In October 2020, Parsons' teammate Isaiah Humphries filed a lawsuit against Penn State University, alleging that he had been hazed by teammates. Although not mentioned in the suit, Humphries claimed that Parsons was among the players he had been victimized and harassed by. In April 2021, Parsons stated in an interview "They were false allegations. There's nothing pending against me, there's nothing I would lie about."

On December 8, 2022, the United States announced a prisoner swap with Russia, which led to the release of WNBA basketball player, Brittney Griner from a Russian prison. In response, Parsons expressed disappointment that the US did not secure the release of Paul Whelan, a former U.S. Marine held in Russia, as part of the prisoner swap. On Twitter, Parsons wrote "Wait nah!! We left a marine?? Hell Nah." Whelan would later be released in August 2024 in the 2024 Ankara prisoner exchange.

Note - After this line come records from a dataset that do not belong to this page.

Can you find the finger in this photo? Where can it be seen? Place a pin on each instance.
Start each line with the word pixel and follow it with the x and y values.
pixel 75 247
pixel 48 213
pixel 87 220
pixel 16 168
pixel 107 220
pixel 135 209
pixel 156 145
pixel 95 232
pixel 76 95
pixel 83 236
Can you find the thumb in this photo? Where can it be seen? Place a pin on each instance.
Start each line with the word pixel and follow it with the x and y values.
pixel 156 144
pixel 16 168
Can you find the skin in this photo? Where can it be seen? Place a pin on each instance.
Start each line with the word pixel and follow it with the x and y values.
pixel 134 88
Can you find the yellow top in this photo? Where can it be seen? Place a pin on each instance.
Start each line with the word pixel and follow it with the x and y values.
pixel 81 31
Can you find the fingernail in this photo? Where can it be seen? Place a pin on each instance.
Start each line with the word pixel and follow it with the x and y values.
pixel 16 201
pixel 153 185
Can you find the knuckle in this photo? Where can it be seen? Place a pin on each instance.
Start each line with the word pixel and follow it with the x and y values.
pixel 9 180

On February 16, 2024, Parsons played in the NBA All-Star Weekend Celebrity Game. Parsons shot 17 of 31 and finished with 37 points, 16 rebounds and four steals in the 100–91 victory. This performance earned him the Most Valuable Player award for the game. On May 14, 2024, Parsons signed a multi-year extension deal with Warner Bros. Discovery, making him president of their American football digital sports media division, B/R Gridiron. Parsons is a self-taught chess player, who uses the game to cultivate his game on the football field.

In 2026, Parsons stated that he has a foot fetish.